Mount disk as a volume

  1. Create a pv-azuredisk.yaml file with a PersistentVolume. Update volumeHandle with disk resource ID from the previous step. For example:

    apiVersion: v1kind: PersistentVolumemetadata: name: pv-azurediskspec: capacity: storage: 20Gi accessModes: - ReadWriteOnce persistentVolumeReclaimPolicy: Retain storageClassName: managed-csi csi: driver: disk.csi.azure.com readOnly: false volumeHandle: /subscriptions/<subscriptionID>/resourceGroups/MC_myAKSCluster_myAKSCluster_eastus/providers/Microsoft.Compute/disks/myAKSDisk volumeAttributes: fsType: ext4
  2. Create a pvc-azuredisk.yaml file with a PersistentVolumeClaim that uses the PersistentVolume. For example:

    apiVersion: v1kind: PersistentVolumeClaimmetadata: name: pvc-azurediskspec: accessModes: - ReadWriteOnce resources: requests: storage: 20Gi volumeName: pv-azuredisk storageClassName: managed-csi
  3. Use the kubectl apply commands to create the PersistentVolume and PersistentVolumeClaim, referencing the two YAML files created earlier:

    kubectl apply -f pv-azuredisk.yamlkubectl apply -f pvc-azuredisk.yaml
  4. To verify your PersistentVolumeClaim is created and bound to the PersistentVolume, run thefollowing command:

    kubectl get pvc pvc-azuredisk

    The output of the command resembles the following example:

    NAME STATUS VOLUME CAPACITY ACCESS MODES STORAGECLASS AGEpvc-azuredisk Bound pv-azuredisk 20Gi RWO 5s
  5. Create a azure-disk-pod.yaml file to reference your PersistentVolumeClaim.
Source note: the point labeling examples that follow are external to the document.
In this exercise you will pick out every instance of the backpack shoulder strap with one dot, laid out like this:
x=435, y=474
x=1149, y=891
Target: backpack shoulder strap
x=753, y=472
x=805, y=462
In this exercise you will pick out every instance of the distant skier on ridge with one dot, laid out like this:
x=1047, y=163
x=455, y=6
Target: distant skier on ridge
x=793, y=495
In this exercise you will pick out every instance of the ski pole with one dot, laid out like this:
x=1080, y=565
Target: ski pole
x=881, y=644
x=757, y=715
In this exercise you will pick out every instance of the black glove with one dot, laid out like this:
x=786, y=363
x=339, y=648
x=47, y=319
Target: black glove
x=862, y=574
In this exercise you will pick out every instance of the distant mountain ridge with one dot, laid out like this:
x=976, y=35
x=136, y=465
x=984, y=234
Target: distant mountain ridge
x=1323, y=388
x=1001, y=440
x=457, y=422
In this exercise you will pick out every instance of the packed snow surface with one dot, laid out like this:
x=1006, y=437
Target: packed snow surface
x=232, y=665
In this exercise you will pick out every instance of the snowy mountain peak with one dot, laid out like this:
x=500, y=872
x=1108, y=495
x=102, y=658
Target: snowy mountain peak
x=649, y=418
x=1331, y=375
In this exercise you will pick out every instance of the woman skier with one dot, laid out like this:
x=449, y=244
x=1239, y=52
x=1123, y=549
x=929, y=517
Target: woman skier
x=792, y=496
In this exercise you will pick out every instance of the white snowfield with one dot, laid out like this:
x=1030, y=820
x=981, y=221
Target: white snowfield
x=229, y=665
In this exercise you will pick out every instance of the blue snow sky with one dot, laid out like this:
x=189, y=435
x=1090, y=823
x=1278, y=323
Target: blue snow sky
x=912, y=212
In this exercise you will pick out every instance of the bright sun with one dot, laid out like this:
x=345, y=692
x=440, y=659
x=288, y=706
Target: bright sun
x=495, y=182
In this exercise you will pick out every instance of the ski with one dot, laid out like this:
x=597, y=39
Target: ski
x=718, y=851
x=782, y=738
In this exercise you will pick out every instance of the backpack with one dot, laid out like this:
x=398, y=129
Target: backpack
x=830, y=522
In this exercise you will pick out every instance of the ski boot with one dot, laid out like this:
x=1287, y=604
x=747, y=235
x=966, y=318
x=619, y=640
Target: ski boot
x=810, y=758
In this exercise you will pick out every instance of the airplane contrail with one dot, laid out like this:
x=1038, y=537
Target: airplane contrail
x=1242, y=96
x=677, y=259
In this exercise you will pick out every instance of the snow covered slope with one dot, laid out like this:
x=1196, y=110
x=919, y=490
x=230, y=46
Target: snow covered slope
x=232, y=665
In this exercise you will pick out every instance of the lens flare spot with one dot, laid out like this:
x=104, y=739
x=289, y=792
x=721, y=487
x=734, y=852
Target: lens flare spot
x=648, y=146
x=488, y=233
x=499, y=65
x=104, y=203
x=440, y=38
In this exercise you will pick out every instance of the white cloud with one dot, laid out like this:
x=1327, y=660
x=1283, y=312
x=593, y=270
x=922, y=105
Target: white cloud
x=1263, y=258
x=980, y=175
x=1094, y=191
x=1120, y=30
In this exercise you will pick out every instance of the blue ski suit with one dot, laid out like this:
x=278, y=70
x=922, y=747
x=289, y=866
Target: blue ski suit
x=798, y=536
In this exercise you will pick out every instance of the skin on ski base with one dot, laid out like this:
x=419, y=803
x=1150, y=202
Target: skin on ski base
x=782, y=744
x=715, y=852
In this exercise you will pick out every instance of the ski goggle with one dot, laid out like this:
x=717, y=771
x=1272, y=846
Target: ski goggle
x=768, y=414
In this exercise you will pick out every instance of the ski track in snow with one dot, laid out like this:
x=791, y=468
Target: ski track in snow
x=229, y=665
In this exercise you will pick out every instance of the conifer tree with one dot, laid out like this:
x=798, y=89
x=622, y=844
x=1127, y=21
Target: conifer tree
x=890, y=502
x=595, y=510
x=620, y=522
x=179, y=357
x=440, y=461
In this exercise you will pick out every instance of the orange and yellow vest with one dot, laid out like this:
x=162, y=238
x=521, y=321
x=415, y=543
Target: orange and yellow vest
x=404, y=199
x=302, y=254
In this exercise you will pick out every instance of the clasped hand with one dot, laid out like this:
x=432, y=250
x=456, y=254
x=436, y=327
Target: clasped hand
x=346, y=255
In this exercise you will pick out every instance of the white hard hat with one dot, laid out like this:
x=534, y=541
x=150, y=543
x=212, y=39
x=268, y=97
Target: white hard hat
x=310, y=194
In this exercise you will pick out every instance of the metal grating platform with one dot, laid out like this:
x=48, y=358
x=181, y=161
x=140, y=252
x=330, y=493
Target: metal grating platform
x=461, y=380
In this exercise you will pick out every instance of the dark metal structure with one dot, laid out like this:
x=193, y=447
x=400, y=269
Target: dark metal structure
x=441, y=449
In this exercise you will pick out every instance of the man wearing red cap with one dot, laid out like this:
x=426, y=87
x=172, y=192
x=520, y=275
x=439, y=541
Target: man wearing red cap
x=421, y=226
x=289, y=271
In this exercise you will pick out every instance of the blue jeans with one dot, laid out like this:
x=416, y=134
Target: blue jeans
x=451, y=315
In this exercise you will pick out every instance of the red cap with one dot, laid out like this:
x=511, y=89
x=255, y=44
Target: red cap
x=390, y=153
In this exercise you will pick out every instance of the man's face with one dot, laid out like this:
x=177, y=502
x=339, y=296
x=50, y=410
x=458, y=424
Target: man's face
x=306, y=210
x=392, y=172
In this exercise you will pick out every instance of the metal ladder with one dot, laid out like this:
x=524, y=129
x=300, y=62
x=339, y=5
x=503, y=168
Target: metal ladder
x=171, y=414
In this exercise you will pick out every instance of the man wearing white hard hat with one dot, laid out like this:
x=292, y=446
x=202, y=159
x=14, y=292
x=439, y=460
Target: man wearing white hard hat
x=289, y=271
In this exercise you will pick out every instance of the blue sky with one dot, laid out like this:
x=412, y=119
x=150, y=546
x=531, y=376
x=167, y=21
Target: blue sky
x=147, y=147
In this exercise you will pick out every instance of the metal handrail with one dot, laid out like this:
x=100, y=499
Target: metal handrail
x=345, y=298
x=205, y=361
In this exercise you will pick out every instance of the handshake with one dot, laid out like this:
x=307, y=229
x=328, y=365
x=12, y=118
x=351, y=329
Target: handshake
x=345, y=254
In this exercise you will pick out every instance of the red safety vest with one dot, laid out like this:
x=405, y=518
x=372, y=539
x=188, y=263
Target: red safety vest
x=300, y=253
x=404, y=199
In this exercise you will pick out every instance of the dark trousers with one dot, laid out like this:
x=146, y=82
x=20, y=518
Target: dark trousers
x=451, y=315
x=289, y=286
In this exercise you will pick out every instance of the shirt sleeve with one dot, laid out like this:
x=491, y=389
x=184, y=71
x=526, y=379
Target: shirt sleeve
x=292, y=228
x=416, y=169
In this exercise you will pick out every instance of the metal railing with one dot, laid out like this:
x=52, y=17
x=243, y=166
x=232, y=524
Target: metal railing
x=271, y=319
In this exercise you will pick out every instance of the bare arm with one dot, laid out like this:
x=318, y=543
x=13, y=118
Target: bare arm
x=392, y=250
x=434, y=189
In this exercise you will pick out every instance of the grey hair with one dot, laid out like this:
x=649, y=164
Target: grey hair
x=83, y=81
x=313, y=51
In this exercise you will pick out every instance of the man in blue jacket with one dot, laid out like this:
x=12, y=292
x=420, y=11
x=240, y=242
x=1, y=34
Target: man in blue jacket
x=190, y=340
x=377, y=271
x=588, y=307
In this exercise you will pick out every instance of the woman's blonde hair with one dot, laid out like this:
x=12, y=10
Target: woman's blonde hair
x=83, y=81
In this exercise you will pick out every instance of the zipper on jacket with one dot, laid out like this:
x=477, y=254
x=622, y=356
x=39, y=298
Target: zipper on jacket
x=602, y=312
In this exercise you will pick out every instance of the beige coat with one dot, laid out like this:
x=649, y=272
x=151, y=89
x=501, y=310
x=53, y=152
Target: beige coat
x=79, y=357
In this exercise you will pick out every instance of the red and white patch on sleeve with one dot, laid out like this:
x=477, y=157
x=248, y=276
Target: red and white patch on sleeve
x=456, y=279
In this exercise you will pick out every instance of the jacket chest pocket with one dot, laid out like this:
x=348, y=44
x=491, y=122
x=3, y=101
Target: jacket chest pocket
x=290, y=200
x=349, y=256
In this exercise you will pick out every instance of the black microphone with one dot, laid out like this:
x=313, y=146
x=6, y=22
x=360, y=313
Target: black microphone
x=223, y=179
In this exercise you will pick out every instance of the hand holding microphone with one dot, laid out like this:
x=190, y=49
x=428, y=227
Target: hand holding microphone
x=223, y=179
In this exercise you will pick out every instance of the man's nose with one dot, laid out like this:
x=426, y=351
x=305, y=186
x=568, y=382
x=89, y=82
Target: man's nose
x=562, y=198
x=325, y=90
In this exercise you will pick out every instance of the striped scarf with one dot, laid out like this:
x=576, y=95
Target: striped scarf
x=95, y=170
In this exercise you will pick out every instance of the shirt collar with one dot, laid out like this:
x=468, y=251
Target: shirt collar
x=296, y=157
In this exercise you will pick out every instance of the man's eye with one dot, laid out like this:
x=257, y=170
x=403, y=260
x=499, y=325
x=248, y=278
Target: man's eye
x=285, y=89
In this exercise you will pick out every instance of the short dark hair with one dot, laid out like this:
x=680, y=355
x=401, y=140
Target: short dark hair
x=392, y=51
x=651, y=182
For example:

    apiVersion: v1kind: Podmetadata: name: mypodspec: nodeSelector: kubernetes.io/os: linux containers: - image: mcr.microsoft.com/oss/nginx/nginx:1.15.5-alpine name: mypod resources: requests: cpu: 100m memory: 128Mi limits: cpu: 250m memory: 256Mi volumeMounts: - name: azure mountPath: /mnt/azure volumes: - name: azure persistentVolumeClaim: claimName: pvc-azuredisk
  6. Run the kubectl apply command to apply the configuration and mount the volume, referencing the YAMLconfiguration file created in the previous steps:

    kubectl apply -f azure-disk-pod.yaml

Next steps

  • To learn how to use CSI driver for Azure Disks storage, see Use Azure Disks storage with CSI driver.
  • For associated best practices, see Best practices for storage and backups in AKS.
Top Articles
Latest Posts
Article information

Author: Aracelis Kilback

Last Updated: 02/25/2023

Views: 6138

Rating: 4.3 / 5 (64 voted)

Reviews: 87% of readers found this page helpful

Author information

Name: Aracelis Kilback

Birthday: 1994-11-22

Address: Apt. 895 30151 Green Plain, Lake Mariela, RI 98141

Phone: +5992291857476

Job: Legal Officer

Hobby: LARPing, role-playing games, Slacklining, Reading, Inline skating, Brazilian jiu-jitsu, Dance

Introduction: My name is Aracelis Kilback, I am a nice, gentle, agreeable, joyous, attractive, combative, gifted person who loves writing and wants to share my knowledge and understanding with you.